The Complete Book of Roller Skating

The Complete Book of Roller Skating PDF Author: Ann-Victoria Phillips
Publisher:
ISBN:
Category : Sports & Recreation
Languages : en
Pages : 292

Get Book Here

Book Description


Whistling Vivaldi: And Other Clues to How Stereotypes Affect Us (Issues of Our Time)

Whistling Vivaldi: And Other Clues to How Stereotypes Affect Us (Issues of Our Time) PDF Author: Claude M. Steele
Publisher: W. W. Norton & Company
ISBN: 0393341488
Category : Social Science
Languages : en
Pages : 257

Get Book Here

Book Description
The acclaimed social psychologist offers an insider’s look at his research and groundbreaking findings on stereotypes and identity. Claude M. Steele, who has been called “one of the few great social psychologists,” offers a vivid first-person account of the research that supports his groundbreaking conclusions on stereotypes and identity.

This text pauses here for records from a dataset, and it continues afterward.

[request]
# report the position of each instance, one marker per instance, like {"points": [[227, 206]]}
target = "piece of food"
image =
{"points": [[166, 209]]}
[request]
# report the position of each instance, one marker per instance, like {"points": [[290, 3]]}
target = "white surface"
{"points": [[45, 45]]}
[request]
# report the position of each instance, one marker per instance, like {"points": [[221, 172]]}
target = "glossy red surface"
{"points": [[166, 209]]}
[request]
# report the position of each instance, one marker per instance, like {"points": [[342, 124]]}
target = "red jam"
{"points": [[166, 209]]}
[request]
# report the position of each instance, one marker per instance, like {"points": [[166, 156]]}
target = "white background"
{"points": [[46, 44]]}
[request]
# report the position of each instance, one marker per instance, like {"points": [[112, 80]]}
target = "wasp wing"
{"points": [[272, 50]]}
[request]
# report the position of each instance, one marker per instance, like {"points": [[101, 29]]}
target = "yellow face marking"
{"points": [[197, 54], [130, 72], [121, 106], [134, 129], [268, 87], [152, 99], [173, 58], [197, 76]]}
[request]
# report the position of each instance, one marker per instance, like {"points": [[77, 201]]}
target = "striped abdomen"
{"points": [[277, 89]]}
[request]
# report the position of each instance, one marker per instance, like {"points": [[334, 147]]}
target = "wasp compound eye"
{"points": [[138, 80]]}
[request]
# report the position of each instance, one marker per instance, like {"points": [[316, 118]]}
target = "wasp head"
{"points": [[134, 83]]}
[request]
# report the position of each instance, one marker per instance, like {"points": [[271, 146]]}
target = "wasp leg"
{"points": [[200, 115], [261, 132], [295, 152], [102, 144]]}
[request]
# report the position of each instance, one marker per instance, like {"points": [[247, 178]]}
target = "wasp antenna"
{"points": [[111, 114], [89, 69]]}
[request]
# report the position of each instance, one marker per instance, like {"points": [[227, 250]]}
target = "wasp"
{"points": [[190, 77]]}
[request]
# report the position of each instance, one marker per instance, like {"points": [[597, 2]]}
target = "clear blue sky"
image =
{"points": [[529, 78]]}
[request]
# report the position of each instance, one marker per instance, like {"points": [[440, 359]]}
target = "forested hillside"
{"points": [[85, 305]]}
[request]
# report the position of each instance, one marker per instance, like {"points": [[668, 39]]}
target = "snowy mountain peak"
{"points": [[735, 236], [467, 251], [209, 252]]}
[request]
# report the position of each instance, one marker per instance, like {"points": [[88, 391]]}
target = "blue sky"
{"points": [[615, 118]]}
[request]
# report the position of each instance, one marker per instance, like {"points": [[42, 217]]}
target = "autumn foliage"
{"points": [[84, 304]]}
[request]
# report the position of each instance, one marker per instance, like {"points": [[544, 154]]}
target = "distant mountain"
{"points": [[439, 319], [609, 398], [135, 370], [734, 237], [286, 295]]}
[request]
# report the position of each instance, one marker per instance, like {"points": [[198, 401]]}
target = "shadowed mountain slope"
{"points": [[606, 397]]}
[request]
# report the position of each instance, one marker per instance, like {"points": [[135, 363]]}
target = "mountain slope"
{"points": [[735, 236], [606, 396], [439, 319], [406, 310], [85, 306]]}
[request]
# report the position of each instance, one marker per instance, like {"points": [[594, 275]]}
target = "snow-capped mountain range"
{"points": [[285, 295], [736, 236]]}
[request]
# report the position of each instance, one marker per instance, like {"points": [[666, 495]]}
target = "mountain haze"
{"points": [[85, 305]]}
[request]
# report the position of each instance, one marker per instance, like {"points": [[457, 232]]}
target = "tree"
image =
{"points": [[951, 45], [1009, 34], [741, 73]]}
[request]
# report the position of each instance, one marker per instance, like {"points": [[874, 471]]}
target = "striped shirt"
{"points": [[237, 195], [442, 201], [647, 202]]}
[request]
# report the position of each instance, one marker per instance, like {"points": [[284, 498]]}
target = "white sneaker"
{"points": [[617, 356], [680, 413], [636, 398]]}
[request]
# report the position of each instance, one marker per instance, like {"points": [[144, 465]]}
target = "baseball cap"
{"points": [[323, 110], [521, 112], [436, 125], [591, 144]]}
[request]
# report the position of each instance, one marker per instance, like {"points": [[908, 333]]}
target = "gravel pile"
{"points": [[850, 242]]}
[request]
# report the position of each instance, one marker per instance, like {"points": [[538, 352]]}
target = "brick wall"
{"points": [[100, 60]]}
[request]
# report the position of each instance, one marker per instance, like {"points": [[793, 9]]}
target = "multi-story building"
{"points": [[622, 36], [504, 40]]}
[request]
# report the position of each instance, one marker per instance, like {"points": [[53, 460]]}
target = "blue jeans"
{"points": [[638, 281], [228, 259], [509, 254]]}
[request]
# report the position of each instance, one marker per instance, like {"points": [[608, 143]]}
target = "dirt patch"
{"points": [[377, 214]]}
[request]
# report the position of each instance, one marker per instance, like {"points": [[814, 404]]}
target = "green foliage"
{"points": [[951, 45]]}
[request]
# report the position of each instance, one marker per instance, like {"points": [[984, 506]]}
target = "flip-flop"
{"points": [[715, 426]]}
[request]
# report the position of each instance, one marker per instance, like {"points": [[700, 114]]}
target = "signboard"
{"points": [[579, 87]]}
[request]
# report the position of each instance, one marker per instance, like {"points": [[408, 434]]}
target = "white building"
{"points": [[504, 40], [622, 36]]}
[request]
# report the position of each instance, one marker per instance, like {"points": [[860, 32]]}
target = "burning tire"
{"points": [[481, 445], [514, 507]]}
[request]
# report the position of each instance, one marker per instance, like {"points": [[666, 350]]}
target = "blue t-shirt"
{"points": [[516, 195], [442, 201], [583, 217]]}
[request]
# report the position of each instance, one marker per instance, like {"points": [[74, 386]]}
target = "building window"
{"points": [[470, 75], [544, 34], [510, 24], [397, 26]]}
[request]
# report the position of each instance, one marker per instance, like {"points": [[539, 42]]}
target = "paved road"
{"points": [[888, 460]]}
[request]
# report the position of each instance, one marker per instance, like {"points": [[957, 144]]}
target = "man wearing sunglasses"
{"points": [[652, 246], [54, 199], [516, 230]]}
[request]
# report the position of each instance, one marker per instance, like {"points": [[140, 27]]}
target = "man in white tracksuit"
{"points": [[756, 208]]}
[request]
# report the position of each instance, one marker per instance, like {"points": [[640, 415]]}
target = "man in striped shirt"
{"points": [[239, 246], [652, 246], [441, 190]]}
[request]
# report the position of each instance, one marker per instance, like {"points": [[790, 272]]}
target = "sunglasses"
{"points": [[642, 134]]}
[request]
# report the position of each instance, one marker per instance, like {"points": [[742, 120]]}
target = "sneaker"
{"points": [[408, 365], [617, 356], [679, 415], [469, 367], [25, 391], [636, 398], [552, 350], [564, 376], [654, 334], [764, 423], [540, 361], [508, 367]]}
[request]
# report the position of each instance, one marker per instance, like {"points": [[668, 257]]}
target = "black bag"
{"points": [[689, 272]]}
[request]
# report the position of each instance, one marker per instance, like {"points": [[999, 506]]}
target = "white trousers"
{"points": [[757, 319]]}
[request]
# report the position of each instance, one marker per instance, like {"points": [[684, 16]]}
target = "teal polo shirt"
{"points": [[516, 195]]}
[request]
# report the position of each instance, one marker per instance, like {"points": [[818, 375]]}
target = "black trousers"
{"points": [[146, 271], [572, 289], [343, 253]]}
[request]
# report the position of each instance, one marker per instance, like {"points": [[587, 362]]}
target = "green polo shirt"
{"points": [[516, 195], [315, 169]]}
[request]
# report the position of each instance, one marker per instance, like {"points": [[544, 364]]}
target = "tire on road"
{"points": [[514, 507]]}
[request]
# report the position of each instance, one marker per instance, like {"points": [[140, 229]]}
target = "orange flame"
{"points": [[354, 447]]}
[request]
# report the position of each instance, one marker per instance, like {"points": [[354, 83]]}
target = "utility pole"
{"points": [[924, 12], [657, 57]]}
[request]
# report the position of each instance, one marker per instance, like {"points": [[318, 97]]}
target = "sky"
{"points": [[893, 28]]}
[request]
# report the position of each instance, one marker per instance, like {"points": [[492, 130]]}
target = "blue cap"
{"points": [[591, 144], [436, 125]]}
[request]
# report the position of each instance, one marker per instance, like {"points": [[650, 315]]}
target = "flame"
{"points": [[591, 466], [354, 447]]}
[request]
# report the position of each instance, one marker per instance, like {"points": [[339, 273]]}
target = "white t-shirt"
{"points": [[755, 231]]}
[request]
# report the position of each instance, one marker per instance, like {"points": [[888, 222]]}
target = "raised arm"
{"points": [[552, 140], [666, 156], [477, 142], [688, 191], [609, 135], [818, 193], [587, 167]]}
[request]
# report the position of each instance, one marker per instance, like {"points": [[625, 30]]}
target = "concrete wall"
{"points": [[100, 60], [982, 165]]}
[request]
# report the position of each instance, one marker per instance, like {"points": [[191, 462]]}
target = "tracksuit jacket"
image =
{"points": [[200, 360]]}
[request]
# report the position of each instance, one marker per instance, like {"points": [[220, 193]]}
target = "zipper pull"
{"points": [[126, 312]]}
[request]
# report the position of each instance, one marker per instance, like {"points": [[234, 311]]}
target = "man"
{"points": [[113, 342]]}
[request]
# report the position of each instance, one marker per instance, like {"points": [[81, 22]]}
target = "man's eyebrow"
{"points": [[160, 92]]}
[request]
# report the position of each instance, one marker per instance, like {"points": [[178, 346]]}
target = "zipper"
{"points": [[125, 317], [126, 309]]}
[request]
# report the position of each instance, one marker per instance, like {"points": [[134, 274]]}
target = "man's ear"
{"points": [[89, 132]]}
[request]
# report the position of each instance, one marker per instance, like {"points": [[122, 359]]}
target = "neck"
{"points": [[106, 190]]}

He sheds new light on American social phenomena from racial and gender gaps in test scores to the belief in the superior athletic prowess of black men, and lays out a plan for mitigating these “stereotype threats” and reshaping American identities.

Chicago Rink Rats: The Roller Capital in Its Heyday

Chicago Rink Rats: The Roller Capital in Its Heyday PDF Author: Tom Russo
Publisher: Arcadia Publishing
ISBN: 1625859686
Category : Architecture
Languages : en
Pages : 240

Get Book Here

Book Description
By 1950, roller skating had emerged as the number-one participatory sport in America. Ironically, the war years launched the Golden Age of Roller Skating. Soldiers serving overseas pleaded for skates along with their usual requests for cigarettes and letters from home. Stateside, skating uplifted morale and kept war factory workers exercising. By the end of the decade, five thousand rinks operated across the country. Its epicenter: Chicago! And no one was left behind! The Blink Bats, a group of Braille Center skaters, held their own at the huge Broadway Armory rink. Meanwhile, the Swank drew South Side crowds to its knee-action floor and stocked jukebox. Eighteen celebrated rinks are now gone, but rinks that remain honor the traditions of the sport's glory years. Author Tom Russo scoured newspaper archives and interviewed skaters of the roller capital's heyday to reveal the enduring legacy of Chicago's rink rats.